A little over a week ago Newsweek released an article discussing “the growing controversy over military chaplains using the armed forces to spread the Word.” I have heard that chaplaincy in the military has been forced to take on a more postmodern, pluralistic flavor (though I confess that I know little about military chaplains). Gone are the days when the chaplaincy’s sole convictions are Christian.
The U.S. military Central Command has established a rule called General Order Number One that forbids active-duty troops from “trying to convert people to any religion.” In spite of this rule, the military has encountered a growing “problem” among their chaplains. Some Christian chaplains have continued to be involved in evangelization through Bible initiatives. “The effort is an example of what critics call a growing culture of militarized Christianity in the armed forces.”
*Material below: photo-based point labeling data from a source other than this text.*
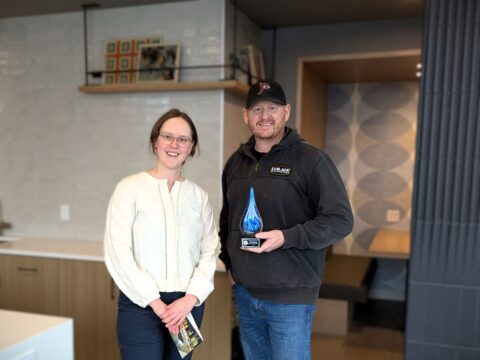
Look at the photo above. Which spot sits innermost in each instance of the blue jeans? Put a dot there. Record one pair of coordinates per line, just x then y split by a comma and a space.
272, 331
143, 336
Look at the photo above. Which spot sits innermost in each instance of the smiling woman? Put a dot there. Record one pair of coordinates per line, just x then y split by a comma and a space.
160, 243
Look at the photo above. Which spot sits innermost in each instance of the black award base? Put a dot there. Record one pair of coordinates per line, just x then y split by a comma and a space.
251, 243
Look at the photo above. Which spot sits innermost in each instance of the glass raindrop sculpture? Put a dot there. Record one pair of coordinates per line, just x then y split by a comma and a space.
251, 222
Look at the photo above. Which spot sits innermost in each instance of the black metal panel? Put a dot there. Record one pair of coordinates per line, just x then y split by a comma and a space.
443, 308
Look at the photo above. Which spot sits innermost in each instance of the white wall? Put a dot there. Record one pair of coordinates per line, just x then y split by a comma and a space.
246, 32
294, 42
60, 146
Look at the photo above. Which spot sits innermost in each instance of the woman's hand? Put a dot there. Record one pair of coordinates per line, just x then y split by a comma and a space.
177, 311
158, 307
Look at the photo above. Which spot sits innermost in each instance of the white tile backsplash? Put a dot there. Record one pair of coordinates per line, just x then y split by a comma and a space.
61, 146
It should come to no one’s surprise that Christian ministers serving as chaplains would seek to share the truth of the gospel in the hopes that many would believe and be saved. If the gospel is true and Jesus is the Savior of humanity, doesn’t it make logical sense that people convinced by such things would naturally want to share this news? The impact and influence of the gospel in such desperate situations such as war and conflict should not be underestimated. What hope can a soldier, caught in the line of fire, have unless he believes in Jesus as deliverer from pain, suffering, conflict, and death?
On the flip side, some people would say that the mixing of religion and government via the military can be a dangerous thing. I see the implications of an amicable union to be detrimental to the church more than the government. State sponsored Christianity does not have a good track record. However, Kathryn Joyce also points to the negative aspects of Christian influence on public policy and military actions. The melding of both worlds raises the potential for holy war in the name of God’s will.
That leads me to my question for the week: How should Christian faith and secular government interact with one another? What type of relationship should they have?